Before I get to the details of the database tables I should point out that I won't be discussing the technical aspects of database table design here. However, I will be using terms like Entity Relationship Diagram (ERD), one-to-many and many-to-many relationships, attributes and data types. If you wish to learn more about these things (and I humbly suggest you may find it useful not just here but for any other databases you may be designing) then let me point you to a series of tutorials I wrote on my business website.

Now that that is out of the way, what about the horse racing database?

In actual fact, the database is a very simple one and needs only a handful of tables to hold the information I want. Even then, it may not need everything described below. If you recall from the post where I outlined the specification there are some things I'd like to include but only if I can find an online resource that allows me to pull that information in en masse. Otherwise, I do not wish to waste my time with it. For now, I'll include it in the model and I'll flag up those areas that fall into this category.

Below is a list of table names and their corresponding attributes that describe each item held within the corresponding table. At the moment, there is no attempt to fit it into a Betfair paradigm; I'm simply establishing the tables, the data they hold and how they relate to each other.

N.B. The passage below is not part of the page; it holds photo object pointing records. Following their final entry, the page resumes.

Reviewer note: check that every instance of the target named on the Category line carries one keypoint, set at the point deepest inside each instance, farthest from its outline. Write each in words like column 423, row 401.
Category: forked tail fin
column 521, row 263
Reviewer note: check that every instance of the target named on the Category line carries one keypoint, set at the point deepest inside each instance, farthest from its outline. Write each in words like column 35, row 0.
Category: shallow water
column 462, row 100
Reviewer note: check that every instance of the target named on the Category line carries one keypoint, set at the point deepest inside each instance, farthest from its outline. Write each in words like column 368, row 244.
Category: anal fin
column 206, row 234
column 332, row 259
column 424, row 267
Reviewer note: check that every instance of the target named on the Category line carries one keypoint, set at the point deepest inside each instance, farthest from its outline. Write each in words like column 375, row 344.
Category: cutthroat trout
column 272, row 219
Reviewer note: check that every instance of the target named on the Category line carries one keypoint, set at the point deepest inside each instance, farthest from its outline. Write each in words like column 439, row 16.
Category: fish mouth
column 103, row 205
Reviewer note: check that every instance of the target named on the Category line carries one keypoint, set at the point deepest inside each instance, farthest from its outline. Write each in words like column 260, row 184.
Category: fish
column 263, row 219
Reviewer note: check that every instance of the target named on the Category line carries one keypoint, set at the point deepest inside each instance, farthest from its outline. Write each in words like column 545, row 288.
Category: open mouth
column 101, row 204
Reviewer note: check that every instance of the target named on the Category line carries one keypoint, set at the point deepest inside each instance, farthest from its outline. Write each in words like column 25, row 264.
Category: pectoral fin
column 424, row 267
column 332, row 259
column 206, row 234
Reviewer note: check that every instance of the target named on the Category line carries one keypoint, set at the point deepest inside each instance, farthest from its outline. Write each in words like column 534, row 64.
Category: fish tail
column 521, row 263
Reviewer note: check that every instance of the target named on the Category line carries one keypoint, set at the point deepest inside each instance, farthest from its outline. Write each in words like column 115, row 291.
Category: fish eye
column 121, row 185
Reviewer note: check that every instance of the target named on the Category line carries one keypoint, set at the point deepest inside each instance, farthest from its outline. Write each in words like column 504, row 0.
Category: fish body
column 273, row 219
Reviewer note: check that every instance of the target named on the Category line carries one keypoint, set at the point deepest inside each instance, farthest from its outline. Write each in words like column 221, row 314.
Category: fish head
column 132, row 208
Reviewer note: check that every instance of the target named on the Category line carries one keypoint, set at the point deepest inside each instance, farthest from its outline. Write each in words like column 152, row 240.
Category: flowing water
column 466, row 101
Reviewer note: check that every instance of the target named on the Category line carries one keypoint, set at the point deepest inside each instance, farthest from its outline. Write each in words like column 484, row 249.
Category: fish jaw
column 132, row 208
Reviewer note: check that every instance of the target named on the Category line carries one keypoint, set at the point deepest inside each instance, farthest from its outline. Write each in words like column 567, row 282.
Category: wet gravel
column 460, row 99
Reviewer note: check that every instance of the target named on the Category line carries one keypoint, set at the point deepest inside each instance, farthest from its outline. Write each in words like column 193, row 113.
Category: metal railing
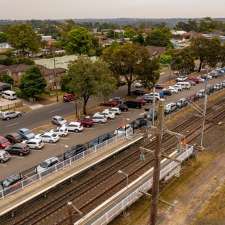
column 59, row 166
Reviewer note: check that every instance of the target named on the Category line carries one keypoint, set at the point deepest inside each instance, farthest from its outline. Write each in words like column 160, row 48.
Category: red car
column 111, row 103
column 86, row 122
column 4, row 143
column 68, row 97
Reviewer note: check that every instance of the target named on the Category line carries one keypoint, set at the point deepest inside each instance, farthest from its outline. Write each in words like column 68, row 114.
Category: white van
column 184, row 85
column 10, row 95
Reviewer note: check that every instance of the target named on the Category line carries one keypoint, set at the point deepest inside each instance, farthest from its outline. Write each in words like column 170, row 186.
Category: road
column 17, row 164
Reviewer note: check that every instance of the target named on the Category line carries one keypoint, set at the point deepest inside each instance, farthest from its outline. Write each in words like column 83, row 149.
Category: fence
column 106, row 212
column 60, row 166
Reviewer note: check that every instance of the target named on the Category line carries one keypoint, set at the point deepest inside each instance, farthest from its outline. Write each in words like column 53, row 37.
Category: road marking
column 13, row 124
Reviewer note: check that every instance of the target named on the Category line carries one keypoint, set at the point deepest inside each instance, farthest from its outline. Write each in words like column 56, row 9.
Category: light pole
column 126, row 176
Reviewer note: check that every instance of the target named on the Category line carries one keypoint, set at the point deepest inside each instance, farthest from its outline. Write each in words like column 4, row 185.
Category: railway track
column 97, row 186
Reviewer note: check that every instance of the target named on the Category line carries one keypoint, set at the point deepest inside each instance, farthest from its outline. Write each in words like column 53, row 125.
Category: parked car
column 4, row 156
column 97, row 118
column 182, row 103
column 35, row 143
column 75, row 150
column 45, row 165
column 86, row 122
column 14, row 138
column 60, row 131
column 75, row 127
column 171, row 107
column 133, row 104
column 10, row 95
column 68, row 97
column 20, row 149
column 4, row 143
column 7, row 115
column 115, row 110
column 111, row 103
column 26, row 133
column 48, row 137
column 58, row 120
column 123, row 108
column 10, row 181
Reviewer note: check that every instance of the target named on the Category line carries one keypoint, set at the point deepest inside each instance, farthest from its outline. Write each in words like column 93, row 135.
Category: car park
column 48, row 137
column 35, row 143
column 58, row 120
column 26, row 133
column 10, row 181
column 14, row 138
column 86, row 122
column 60, row 131
column 75, row 127
column 48, row 163
column 67, row 97
column 4, row 156
column 7, row 115
column 4, row 142
column 182, row 103
column 170, row 107
column 20, row 149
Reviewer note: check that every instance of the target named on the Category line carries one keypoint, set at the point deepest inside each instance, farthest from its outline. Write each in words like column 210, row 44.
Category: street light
column 126, row 176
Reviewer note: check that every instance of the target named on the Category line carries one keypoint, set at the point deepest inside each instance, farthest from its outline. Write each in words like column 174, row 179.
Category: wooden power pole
column 157, row 159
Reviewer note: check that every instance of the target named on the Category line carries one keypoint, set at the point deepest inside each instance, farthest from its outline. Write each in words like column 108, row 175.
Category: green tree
column 86, row 78
column 23, row 38
column 3, row 37
column 32, row 83
column 159, row 37
column 183, row 61
column 206, row 51
column 125, row 61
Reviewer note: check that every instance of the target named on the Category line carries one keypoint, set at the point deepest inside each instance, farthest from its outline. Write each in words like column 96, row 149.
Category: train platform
column 13, row 201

1. HORSE: HorseID, Name, DoB, Colour, Sex, RunningStyle
2. COURSE: CourseID, Name, Location, LayoutURL
3. EVENT: EventID, Date, Time, RaceDistance, RaceType, Going
4. JOCKEY: JockeyID, Name, DoB, Sex
5. TRAINER: TrainerID, Name, Location

Those are the main tables. There will be one or two others which I'll introduce and explain at a later date. They'll be used as temporary tables on a day-by-day basis and are not necessary to define the database itself.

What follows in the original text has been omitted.